A las seis tomé el primer autobús hacia la salida de la ciudad. Unos obreros, al ver CANADÁ en mi maleta, se rieron. Un señor con la camisa blanca se levantó, me tendió su tarjeta de visita y me deseó buena suerte. Se llamaba L. H. Vandergrift (3.722 West II Street, Little Rock).

Muerto de sed bajo un sol de justicia, fui a llamar a la puerta de un bar. Cerrado. Me dirigí a la parte trasera y encontré una mujer mayor lavando la ropa en una máquina blanca. Le pregunté por qué estaba cerrado el café.

—Porque hoy hay elecciones en la ciudad. Todos los cafés han recibido la orden de permanecer cerrados para no vender cerveza ni otras bebidas alcohólicas.

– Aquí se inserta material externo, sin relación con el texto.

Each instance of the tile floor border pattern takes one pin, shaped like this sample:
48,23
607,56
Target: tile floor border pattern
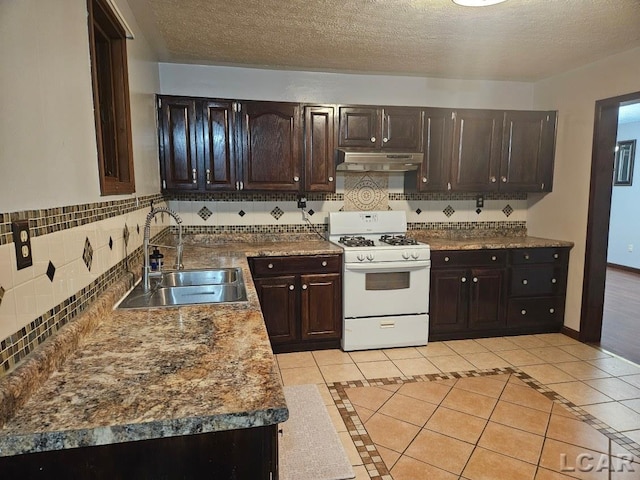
371,458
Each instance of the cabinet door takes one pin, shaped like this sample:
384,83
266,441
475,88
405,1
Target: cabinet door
321,306
359,127
320,165
448,300
433,174
178,137
401,129
271,146
278,302
527,151
218,146
476,150
486,298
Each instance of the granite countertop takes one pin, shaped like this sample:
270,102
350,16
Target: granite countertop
152,373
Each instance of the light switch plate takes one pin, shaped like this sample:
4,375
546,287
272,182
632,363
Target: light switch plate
22,241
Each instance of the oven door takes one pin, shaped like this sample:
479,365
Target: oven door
390,288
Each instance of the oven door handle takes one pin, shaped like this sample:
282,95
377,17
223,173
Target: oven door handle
387,266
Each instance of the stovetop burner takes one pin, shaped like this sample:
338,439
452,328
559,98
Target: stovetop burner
397,240
354,241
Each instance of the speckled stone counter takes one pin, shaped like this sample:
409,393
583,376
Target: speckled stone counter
152,373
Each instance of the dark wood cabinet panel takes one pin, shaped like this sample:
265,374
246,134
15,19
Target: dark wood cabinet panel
278,303
528,145
178,143
319,159
271,139
476,150
218,146
321,310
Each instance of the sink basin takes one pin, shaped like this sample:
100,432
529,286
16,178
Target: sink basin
189,287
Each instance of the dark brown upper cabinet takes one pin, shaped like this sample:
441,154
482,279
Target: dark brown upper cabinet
271,146
477,142
528,145
319,149
389,128
178,143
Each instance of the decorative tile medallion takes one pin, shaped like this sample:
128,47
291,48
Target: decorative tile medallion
368,191
204,213
51,271
276,213
87,254
449,210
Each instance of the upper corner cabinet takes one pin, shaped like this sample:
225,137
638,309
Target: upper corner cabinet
271,146
389,128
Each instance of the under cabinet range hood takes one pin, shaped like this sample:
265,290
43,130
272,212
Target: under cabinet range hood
377,161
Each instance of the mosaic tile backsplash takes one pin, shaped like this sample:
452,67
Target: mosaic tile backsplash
80,250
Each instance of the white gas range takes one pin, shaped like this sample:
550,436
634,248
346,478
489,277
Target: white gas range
385,282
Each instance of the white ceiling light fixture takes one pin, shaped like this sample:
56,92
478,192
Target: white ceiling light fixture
477,3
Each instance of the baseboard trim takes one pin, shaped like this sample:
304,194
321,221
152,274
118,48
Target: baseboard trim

Volví a mi sol, a mis maletas, a los automóviles que pasaban muy deprisa.

Hacía cuatro horas que estaba allí. Un Dodge negro se detuvo por fin. El conductor bajó la ventanilla.

—Si me permite un consejo, le diré que no se quede aquí haciendo autoestop. En el estado de Arkansas hay una ley que lo prohíbe. La policía lo detendrá y le obligará a recoger algodón durante ocho días.

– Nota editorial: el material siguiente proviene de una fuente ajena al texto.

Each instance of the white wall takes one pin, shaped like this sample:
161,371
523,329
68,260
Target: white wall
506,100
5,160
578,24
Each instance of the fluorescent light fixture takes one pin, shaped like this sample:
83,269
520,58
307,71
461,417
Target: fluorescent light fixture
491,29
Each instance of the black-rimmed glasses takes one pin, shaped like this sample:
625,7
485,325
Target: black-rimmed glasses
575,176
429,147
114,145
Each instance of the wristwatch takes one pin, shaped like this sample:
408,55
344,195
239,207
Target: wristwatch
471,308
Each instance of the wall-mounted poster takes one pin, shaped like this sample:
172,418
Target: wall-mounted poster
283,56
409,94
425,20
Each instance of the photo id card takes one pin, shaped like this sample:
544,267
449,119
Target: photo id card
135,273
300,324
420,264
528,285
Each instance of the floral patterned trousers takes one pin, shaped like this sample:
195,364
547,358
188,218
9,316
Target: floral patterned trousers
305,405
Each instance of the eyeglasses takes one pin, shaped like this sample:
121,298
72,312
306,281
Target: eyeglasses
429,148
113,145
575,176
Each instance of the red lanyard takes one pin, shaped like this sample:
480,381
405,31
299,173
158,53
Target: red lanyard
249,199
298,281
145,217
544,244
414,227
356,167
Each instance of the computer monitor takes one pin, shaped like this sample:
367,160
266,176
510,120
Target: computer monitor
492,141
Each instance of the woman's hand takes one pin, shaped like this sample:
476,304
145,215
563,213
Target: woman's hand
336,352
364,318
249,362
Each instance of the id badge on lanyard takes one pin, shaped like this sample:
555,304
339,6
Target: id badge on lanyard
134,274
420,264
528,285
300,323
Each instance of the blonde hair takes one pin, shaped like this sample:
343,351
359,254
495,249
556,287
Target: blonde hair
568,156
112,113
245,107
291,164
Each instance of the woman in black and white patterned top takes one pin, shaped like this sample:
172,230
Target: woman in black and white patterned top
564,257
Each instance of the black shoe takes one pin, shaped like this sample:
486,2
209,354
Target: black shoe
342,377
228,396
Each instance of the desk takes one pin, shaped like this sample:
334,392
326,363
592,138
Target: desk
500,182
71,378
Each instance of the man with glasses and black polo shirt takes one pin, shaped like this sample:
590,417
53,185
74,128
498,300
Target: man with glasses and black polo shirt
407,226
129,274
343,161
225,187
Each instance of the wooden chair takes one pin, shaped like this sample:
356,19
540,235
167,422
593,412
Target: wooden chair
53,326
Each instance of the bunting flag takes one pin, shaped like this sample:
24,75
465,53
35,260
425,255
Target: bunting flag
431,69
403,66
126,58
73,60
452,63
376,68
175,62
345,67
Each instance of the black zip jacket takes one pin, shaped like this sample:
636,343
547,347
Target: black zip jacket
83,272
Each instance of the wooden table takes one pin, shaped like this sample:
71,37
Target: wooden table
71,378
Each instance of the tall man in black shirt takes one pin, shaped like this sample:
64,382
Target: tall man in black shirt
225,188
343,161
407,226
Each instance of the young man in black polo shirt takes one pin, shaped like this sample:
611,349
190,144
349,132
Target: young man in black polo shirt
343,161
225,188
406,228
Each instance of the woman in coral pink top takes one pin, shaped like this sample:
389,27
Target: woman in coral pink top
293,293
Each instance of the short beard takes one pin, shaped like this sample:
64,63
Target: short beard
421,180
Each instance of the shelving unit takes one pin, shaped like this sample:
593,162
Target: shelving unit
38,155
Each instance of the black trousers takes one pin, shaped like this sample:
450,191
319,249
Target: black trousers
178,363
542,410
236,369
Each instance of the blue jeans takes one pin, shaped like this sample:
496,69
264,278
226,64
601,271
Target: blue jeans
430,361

Y arrancó sin volver a subir la ventanilla. Lamenté no haberle pedido su nombre y dirección para mandarle una postal de París.

Casi de inmediato se paró un Plymouth amarillo. Mi nuevo conductor, alto, con los zapatos desatados y la camisa abierta, sujetaba descuidadamente el volante con una mano mientras apoyaba el codo en la ventanilla. Algo enorme venía a nuestro encuentro.

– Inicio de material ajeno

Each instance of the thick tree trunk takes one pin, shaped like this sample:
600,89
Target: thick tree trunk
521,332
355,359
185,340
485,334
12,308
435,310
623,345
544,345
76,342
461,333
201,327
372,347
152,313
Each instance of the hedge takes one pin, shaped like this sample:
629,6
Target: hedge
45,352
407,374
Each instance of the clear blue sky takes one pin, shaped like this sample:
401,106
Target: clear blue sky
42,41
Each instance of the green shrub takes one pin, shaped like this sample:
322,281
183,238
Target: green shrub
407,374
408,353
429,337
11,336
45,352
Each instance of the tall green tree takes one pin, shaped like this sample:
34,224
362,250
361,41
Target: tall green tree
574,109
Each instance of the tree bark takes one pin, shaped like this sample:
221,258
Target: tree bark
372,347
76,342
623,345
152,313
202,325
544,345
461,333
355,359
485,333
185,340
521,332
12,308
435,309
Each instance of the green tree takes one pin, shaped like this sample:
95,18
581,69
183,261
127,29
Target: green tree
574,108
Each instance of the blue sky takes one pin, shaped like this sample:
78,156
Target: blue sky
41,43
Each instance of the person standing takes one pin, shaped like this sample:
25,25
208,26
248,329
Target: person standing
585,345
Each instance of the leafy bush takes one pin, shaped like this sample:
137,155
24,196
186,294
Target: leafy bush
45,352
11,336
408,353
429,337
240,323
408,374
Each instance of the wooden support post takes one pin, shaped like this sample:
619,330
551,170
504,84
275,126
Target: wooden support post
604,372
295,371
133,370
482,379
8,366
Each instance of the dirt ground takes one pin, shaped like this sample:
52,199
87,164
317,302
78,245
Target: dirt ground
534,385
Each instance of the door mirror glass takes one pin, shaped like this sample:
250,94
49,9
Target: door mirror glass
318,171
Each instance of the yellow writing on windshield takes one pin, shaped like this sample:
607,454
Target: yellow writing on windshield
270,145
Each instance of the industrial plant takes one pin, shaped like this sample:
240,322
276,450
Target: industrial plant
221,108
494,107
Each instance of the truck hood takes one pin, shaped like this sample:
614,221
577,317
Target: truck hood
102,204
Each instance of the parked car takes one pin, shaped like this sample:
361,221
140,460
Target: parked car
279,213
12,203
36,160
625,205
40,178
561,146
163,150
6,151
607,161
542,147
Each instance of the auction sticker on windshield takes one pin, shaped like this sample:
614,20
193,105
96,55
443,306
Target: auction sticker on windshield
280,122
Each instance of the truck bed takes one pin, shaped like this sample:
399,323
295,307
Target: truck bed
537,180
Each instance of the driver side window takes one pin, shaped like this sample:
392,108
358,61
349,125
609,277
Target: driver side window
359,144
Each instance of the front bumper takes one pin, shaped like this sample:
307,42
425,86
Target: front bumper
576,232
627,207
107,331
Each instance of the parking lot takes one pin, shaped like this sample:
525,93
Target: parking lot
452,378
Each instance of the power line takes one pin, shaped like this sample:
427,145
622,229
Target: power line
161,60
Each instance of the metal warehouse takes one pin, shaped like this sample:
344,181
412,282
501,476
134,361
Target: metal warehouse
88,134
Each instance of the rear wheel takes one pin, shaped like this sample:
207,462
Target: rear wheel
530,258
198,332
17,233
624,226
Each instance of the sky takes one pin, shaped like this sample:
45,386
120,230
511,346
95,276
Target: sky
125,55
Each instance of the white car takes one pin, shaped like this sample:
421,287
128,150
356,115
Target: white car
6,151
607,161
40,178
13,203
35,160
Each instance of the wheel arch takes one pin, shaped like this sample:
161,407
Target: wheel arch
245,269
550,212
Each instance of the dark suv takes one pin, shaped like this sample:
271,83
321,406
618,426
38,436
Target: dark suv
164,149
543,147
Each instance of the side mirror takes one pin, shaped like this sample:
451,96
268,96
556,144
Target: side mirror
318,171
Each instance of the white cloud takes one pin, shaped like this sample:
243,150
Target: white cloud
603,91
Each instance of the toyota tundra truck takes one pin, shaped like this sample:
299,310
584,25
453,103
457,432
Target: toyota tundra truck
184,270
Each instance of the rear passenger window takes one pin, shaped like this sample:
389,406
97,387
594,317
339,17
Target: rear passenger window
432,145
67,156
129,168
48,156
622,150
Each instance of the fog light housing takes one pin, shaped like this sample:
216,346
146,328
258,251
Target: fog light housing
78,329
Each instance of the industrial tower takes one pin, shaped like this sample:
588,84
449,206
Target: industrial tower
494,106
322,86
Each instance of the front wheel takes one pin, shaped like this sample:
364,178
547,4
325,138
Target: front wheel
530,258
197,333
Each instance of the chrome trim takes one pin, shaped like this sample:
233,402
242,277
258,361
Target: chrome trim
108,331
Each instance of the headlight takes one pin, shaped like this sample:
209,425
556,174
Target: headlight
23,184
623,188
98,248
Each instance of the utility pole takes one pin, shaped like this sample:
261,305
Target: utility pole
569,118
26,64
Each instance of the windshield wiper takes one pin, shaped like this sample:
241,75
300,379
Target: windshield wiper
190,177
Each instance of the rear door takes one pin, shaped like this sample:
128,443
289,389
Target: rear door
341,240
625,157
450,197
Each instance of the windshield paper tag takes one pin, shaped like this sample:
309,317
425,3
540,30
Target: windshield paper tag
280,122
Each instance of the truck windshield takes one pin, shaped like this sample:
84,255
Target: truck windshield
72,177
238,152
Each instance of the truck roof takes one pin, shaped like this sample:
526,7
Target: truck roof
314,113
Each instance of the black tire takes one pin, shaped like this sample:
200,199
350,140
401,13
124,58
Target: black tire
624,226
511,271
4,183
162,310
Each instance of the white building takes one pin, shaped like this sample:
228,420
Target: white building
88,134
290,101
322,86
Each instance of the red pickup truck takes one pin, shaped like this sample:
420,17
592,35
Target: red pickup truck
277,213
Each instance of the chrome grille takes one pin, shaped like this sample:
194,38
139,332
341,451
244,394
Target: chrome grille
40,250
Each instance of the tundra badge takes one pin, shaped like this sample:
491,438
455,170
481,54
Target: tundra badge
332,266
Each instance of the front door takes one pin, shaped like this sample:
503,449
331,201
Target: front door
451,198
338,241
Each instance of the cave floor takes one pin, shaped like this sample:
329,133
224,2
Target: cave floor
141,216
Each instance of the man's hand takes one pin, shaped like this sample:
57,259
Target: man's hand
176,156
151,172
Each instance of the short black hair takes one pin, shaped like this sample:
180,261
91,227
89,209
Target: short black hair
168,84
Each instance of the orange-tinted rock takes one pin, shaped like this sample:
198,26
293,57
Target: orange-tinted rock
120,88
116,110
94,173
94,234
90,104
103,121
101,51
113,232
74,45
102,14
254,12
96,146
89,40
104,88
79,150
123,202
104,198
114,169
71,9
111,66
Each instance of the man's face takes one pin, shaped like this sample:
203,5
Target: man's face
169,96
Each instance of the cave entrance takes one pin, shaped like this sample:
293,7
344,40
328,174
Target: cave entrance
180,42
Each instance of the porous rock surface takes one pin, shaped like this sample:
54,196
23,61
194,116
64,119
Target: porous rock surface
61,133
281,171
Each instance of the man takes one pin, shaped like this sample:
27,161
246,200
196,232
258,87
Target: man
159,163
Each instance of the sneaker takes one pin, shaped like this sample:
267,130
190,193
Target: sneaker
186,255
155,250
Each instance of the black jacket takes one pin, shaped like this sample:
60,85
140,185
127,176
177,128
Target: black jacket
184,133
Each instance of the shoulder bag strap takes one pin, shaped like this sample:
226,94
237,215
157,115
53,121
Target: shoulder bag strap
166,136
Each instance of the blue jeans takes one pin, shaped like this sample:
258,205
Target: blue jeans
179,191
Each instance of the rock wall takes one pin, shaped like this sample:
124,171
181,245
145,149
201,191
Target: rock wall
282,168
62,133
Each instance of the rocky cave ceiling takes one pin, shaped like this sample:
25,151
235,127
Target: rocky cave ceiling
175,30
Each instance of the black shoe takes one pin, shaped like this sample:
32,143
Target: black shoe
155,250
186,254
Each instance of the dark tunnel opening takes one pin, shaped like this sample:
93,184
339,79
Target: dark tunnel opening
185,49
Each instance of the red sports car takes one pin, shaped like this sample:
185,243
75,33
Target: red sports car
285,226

Aminoramos la marcha. Era un tractor que tiraba de una casa de dos pisos, sobre un remolque inmenso. Mi compañero sonrió y me dijo:

—Cuando vuelva a Francia podrá contar que en Norteamérica las casas se pasean por la carretera.

Durante un buen rato contemplé por el retrovisor aquella casa que se bamboleaba despacio entre dos hileras de árboles.

Dejamos Arkansas y entramos en Misuri.

Mi anfitrión me invitó a comer. Me admiraba que todos los automovilistas se atrevieran a dejar el coche lleno de cosas sin cerrarlo nunca con llave.

El hombre, que tenía un rancho al oeste de Misuri, me dejó en la frontera de Ohio y Misisipí, porque yo seguía hacia el norte. Allí, de nuevo a solas, con mis dos maletas, observé el paisaje de praderas y bosques. De cada lado fluían dos grandes ríos, uno de los cuales era el Misisipí. Pensé en los maravillosos relatos de viajes del gran escritor Chateaubriand. Recordé que él llegó hasta aquí, aunque, por suerte para él, sin tener que hacer autoestop.

Un cartel anunciaba: Saint Louis, 165 millas; Chicago, 420. Muchos camiones grandes con matrícula de Nueva York me pasaron por delante de las narices. Todos llevaban pegado al parabrisas, un letrerito:

NO RIDERS

Empezaba a anochecer, y me había quedado tirado en medio del campo. No me quedaba más remedio que dormir bajo un puente. Tenía dos ante mí, de una longitud impresionante, pero afortunadamente se paró un gran camión cisterna rojo.

—Voy a Chicago —me dijo el conductor al tiempo que entreabría la puerta.

Lancé encantado las maletas en un gran portaequipajes situado bajo la cisterna y me subí al camión.

Así, sin detenerme por la noche, iba a adelantar un día. Ya había hecho la mitad del viaje. La vida me sonreía.